Kincaid also associates the motif of death with Annie's mother throughout the chapter to foreshadow the eventual rupture in their dynamic. Annie's mother is physically present at two of the three deaths that occur in the chapter: A young girl named Nalda dies "in [Annie's] mother's arms," and Annie's mother catches their neighbor Miss Charlotte when she drops dead in mid-conversation. Both of Annie's parents are especially involved in funeral preparations for Nalda, building a coffin inlaid with tiny flowers for her (Annie's father) or bathing and dressing the little girl's corpse (Annie's mother). As a result, Annie cannot "bear to have [her] mother caress [her] or touch [her] food or help [her] with [her] bath." She is especially disturbed by "the sight of [her] mother's hands lying still in her lap." Each of these moments leads to the deception in the final scene, in which Annie lies to her mother about getting fish from Mr. Earl. Although Annie's mother ultimately forgives her by "kissing [her] goodnight later," nevertheless the frequent association of death as a motif with Annie's mother foreshadows the eventual rupture in their dynamic.

fix this The topic sentence continues to expand on the thesis, now extending the argument to how the motif of death manifests in Annie's relationship to her mother. The structure of the paragraph is logical and flows nicely. However, there is no analysis accompanying the evidence. The evidence itself is fruitful and can certainly justify the stance taken in the topic sentence, but the writer makes no effort to provide explanation beyond minimal context and connective phrasing between each piece of evidence. Thus, the paragraph ends up reading like a plot summary. The one critical leap that the writer takes ("each of these moments leads to the deception in the final scene") is not supported by sufficient rationale to elucidate that connection for the reader. Overall, the paragraph does not provide evidence that speaks to how the motif of death "foreshadows the eventual rupture in their dynamic."

1 answer

The topic sentence effectively expands on the thesis by linking the motif of death to Annie's relationship with her mother, setting up a clear argument. The structure of the paragraph is logical and cohesive; however, it lacks in-depth analysis to accompany the evidence presented. While the examples provided are significant and could effectively support the argument made in the topic sentence, the writer does not sufficiently explain the implications of these instances. Instead, the paragraph reads more like a plot summary rather than a critical analysis.

The writer makes a noteworthy claim when suggesting that "each of these moments leads to the deception in the final scene," but this connection remains unsubstantiated, leaving readers without a clear understanding of how these instances inform the eventual rupture in Annie's relationship with her mother. For the paragraph to effectively illustrate how the motif of death foreshadows this rupture, it would benefit from a more thorough exploration of the emotional and psychological impact of these events on Annie.

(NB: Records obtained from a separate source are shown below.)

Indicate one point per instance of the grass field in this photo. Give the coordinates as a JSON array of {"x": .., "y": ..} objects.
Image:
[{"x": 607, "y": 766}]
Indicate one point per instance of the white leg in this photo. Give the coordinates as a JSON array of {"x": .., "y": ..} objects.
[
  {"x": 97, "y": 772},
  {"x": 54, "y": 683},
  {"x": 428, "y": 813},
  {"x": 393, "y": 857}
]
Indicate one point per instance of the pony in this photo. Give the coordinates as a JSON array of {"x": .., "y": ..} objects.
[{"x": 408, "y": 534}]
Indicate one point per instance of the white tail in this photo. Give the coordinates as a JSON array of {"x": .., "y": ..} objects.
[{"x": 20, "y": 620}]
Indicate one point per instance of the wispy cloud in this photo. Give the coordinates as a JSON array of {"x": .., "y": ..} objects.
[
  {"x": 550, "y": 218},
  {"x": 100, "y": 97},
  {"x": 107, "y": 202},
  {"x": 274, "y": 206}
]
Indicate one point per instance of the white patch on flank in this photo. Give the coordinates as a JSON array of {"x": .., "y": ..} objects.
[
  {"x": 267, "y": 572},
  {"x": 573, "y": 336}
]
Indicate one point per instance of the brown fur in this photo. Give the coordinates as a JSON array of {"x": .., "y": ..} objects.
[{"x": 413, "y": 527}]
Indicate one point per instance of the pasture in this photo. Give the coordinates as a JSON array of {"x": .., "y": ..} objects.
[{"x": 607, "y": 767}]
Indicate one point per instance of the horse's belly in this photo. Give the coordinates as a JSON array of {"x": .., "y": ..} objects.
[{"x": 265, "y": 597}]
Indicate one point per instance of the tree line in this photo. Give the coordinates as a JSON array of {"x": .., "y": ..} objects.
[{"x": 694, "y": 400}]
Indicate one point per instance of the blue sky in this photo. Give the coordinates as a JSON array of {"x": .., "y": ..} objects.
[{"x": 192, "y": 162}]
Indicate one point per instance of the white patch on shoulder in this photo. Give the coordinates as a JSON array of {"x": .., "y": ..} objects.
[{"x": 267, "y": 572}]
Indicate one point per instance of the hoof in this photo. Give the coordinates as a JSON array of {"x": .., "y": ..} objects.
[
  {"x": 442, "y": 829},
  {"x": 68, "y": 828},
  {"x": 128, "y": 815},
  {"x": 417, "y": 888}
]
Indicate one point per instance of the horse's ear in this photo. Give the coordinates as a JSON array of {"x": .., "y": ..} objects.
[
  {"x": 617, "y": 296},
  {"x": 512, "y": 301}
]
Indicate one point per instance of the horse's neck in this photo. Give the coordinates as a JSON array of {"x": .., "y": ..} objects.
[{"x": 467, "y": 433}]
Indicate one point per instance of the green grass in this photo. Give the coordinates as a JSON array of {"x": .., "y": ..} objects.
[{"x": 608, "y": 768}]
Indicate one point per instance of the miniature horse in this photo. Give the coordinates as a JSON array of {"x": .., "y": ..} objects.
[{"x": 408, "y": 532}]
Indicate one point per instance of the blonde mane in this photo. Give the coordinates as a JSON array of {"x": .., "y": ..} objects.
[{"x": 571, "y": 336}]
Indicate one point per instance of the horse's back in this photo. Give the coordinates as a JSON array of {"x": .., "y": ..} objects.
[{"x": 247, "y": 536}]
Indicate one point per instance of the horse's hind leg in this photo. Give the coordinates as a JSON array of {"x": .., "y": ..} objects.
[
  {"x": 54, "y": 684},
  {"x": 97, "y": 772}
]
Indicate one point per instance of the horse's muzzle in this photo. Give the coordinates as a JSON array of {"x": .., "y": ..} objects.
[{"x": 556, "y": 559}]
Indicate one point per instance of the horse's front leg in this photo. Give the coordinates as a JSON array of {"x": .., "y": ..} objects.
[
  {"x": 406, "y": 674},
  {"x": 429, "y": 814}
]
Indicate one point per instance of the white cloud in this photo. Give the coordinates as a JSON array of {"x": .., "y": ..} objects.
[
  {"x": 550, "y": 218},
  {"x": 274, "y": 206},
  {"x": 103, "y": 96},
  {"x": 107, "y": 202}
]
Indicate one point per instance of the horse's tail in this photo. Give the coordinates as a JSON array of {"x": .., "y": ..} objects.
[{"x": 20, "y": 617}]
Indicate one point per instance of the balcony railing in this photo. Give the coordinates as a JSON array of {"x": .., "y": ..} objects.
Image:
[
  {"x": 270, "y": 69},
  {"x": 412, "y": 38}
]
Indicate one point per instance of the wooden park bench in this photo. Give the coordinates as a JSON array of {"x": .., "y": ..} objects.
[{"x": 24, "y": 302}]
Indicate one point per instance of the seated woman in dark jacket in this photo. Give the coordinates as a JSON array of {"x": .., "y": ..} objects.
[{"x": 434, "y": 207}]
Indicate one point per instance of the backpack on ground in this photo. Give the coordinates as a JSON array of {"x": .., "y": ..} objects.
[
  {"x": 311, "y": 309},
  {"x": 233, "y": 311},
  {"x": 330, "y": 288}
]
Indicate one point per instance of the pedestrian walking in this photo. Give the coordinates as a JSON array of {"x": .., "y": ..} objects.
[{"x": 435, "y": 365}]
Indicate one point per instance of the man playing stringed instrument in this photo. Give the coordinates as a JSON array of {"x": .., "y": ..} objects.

For instance, explaining how Nalda's death in her mother's arms may provoke feelings of insecurity in Annie about her own mother's presence and touch would enhance the analysis. Furthermore, an exploration of how witnessing her mother care for the deceased impacts Annie's perception of intimacy and vulnerability could deepen the reader's understanding of their strained dynamic. Overall, adding these layers of analysis would transform the paragraph from a mere summary into a compelling argument that clearly articulates how the motif of death foreshadows the eventual rupture between Annie and her mother.